Não obstante, sabe-se que muitos autistas desenvolvem esses sintomas e crenças como consequência de um comportamento de “camuflagem” das suas características, afim de se adaptarem ou de se sentirem mais acolhidos e validados em um mundo predominantemente neurotípico (Rynkiewicz et al., 2019). Trata-se, portanto, paradoxalmente, de uma estratégia que, na tentativa de adaptação, acaba por ser mal adaptativa. Desse modo, compreende-se a hipótese de que pessoas no espectro estão vulneráveis a desenvolver esquemas desadaptativos precoces e, assim, compreende-se o interesse, cada vez maior, dos pesquisadores e clínicos, em estudar a eficácia da TE para intervenções relacionadas ao TEA. Mas, afinal, o que as evidências nos afirmam? 

Os estudos a respeito do potencial da Terapia do Esquema para o tratamento de adultos autistas ainda são bastante incipientes. Em uma revisão publicada em 2024 (Vuijik et al.,2024), foram identificadas somente 11 publicações de pesquisas sobre o tema, todas publicadas desde 2014. Dentre as pesquisas, foram encontradas descrições de um treinamento de interação social baseado na Terapia do Esquema para adultos autistas, protocolos e modelos conceituais de TE adaptados para as necessidades típicas da população no espectro, estudos de caso, e investigações sobre os principais esquemas desadaptativos precoces (EMSs) desenvolvidos pelos indivíduos com TEA. 

Os resultados apontam que os indivíduos autistas, na tentativa e na frustração de se adequarem às expectativas sociais de um meio neurotípico, desenvolvem esquemas negativos sobre si mesmos, os outros e o mundo que são potencializados por contratempos diários e eventos estressantes.
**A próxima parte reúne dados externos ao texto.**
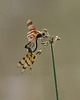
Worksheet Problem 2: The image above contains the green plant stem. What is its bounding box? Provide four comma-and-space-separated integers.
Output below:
51, 43, 59, 100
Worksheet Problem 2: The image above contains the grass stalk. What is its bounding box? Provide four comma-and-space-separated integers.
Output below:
51, 43, 59, 100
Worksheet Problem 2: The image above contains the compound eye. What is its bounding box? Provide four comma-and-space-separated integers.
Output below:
42, 32, 45, 36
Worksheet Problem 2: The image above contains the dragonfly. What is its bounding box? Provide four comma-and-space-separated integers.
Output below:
17, 19, 46, 73
17, 19, 59, 73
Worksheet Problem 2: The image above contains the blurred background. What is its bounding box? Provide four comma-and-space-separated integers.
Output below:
0, 0, 80, 100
Por outro lado, na medida em que esses mesmos indivíduos passam por treinamentos de habilidades sociais e intervenções terapêuticas baseadas na Terapia do Esquema, eles relatam desenvolver crenças mais funcionais, melhor autoestima, menos sentimentos e pensamentos ansiosos e mais habilidades para lidar com a interação social. 

A análise dos estudos, portanto, apesar de ser preliminar e de ter limitações consideráveis (relacionadas com a generalização dos resultados para outras culturas, grupos etários e populações com comorbidades intelectuais e clínicas, por exemplo), sugere que a Terapia de Esquema pode ser viável e benéfica para adultos autistas, o que indica uma possível via para lidar com os desafios psicológicos comumente experimentados por essa população. De modo ainda mais relevante, esses desafios ficam cada vez mais evidentes e urgentes de serem discutidos e trazidos para a conscientização pública contra os estigmas, preconceitos e capacitismos relacionados ao espectro. Que este 2 de abril seja um importante passo nesse sentido.

 

REFERÊNCIAS:

Hudson, C. C., Hall, L., & Harkness, K. L. (2019). Prevalence of depressive disorders in individuals with autism spectrum disorder: A meta-analysis. Journal of abnormal child psychology, 47, 165-175.

Hyman, S. L., Levy, S. E., & Myers, S. M. (2020). Council on Children with Disabilities, Section on Developmental and Behavioral Pediatrics. Identification, evaluation, and management of children with autism spectrum disorder. Pediatrics, 145(1), e20193447.

Ruiz Calzada, L., Pistrang, N., & Mandy, W. P. (2012). High-functioning autism and Asperger’s disorder: Utility and meaning for families. Journal of autism and developmental disorders, 42, 230-243.

Rynkiewicz, A., Janas-Kozik, M., & Słopień, A. (2019). Girls and women with autism. Psychiatr Pol, 53(4), 737-752.

Taylor, C. D., Bee, P., & Haddock, G. (2017). Does schema therapy change schemas and symptoms? A systematic review across mental health disorders. Psychology and Psychotherapy: Theory, Research and Practice, 90(3), 456-479.

Vuijk, R., Turner, W., Zimmerman, D., Walker, H., & Dandachi‐FitzGerald, B. (2024). Schema therapy in adults with autism spectrum disorder: A scoping review. Clinical Psychology & Psychotherapy, 31(1), e2949.Young, J. E., Klosko, J. S., & Weishaar, M. E. (2009). Terapia do esquema: guia de técnicas cognitivo-comportamentais inovadoras. Artmed Editora.